According to the website
Practical Law, published by Thomson Reuters, “in most cases it would not be a
reasonable request” to ask employees to travel to destinations to which their
government forbids, or advises against, travel. Travel which requires
self-isolation at the destination or on return also needs to be taken into
consideration but may not be unreasonable in itself if the trip “is deemed
necessary and appropriate.”
But even if employers have
the law on their side, telling employees to pull themselves together and resume
travel whether they like it or not is a spectacularly counter-productive idea,
according to the experts. Employers taking a heavy-handed approach could
generate high levels of absenteeism and staff turnover, says Rattrie, while
Stewart warns that “you’re creating a stressed, anxious workforce, which can
lead to poor decision-making”.
On the other hand,
companies need their employees to travel, just as they did pre-Covid, even if
the last year has suggested less interaction is needed face to face than used to
be assumed.
Rattrie and Stewart both
urge active intervention to manage the situation, including training employees
to deal with anxiety and self-assess how they are feeling. Stewart has partnered
with a behavioural scientist and the risk intelligence partnership Tiller to
offer workshops and team training aimed specifically at managing employee
anxiety post-Covid.
The very act of showing
support through training, Stewart argues, will go a long way towards reassuring
stressed travellers. It can also produce a framework to find appropriate
mitigations. These could include policy changes that reduce contact with other
individuals – allowing direct flights or allowing taxis instead of public
transport, for example.
Engaging with anxious
employees could even lead to a review of their role and potential redeployment to
positions that do not require travel. “You need to approach it case by case,”

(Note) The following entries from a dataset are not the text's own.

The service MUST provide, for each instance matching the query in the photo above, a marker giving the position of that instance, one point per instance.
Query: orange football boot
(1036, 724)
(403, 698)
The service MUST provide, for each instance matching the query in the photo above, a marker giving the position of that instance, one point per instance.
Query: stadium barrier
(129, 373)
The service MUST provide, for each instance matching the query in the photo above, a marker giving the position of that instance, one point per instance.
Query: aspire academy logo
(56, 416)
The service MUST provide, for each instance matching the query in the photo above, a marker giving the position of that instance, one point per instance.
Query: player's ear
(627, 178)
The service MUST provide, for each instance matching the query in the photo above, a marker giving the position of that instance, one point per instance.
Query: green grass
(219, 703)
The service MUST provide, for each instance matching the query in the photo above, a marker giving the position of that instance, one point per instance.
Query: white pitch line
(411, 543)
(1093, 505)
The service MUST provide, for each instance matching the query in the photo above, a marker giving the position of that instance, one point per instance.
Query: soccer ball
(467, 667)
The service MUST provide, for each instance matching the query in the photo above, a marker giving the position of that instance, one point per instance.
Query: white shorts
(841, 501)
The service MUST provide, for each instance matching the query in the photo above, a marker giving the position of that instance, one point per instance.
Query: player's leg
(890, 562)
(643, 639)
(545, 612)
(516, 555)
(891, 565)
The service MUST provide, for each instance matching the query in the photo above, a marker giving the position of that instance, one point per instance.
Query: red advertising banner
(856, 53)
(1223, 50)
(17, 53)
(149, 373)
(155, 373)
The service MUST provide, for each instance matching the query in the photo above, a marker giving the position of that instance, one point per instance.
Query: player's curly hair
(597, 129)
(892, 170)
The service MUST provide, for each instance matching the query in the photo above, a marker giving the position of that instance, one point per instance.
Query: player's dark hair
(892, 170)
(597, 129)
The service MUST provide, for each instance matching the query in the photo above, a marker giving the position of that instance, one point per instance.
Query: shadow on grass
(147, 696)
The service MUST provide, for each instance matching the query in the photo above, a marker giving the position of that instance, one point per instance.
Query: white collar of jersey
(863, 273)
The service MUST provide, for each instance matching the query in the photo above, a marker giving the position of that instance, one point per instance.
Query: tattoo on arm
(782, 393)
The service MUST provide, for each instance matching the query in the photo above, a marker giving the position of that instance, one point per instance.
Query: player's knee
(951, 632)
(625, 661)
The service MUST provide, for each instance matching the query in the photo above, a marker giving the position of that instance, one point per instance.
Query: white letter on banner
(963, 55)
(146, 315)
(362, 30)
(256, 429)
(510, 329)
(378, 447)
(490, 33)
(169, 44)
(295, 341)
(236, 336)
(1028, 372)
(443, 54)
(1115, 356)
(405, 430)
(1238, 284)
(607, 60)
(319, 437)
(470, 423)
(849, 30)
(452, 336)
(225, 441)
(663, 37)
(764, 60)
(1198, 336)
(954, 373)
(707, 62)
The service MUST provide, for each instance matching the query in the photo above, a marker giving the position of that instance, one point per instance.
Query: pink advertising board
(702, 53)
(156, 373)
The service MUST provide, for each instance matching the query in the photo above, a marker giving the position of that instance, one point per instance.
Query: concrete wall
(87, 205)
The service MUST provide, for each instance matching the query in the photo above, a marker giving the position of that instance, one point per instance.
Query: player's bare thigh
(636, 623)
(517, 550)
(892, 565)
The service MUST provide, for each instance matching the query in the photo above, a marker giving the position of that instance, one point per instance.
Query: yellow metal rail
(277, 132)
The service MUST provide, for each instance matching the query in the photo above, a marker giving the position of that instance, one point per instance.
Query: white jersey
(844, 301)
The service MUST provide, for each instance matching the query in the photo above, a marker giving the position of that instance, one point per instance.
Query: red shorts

says Stewart. “You have to understand the employee is not being obtuse or lazy.
They might be suffering psychologically. You have to find ways to encourage
them back again or acknowledge that maybe their lives have moved on and they
don’t want to travel as much in future.”
A typical example, he
says, might be a parent who has discovered during lockdown they are no longer willing
to spend as much time away from their children as during their pre-pandemic
road warrior years.
If nothing else, the
return to work challenge makes it clear that travel management is becoming even
more of a human resources issue than ever before. And that, believes Stewart,
is where travel managers should turn. “I would 100 per cent be reaching out to
HR,” he says. “You need to make sure they have captured this business area and
decided what to do about it.
“Post-Covid everyone
in the workforce will have experienced some degree of trauma. A large
proportion will adapt very quickly but companies need to be ready to identify
very quickly the signs of those who don’t.”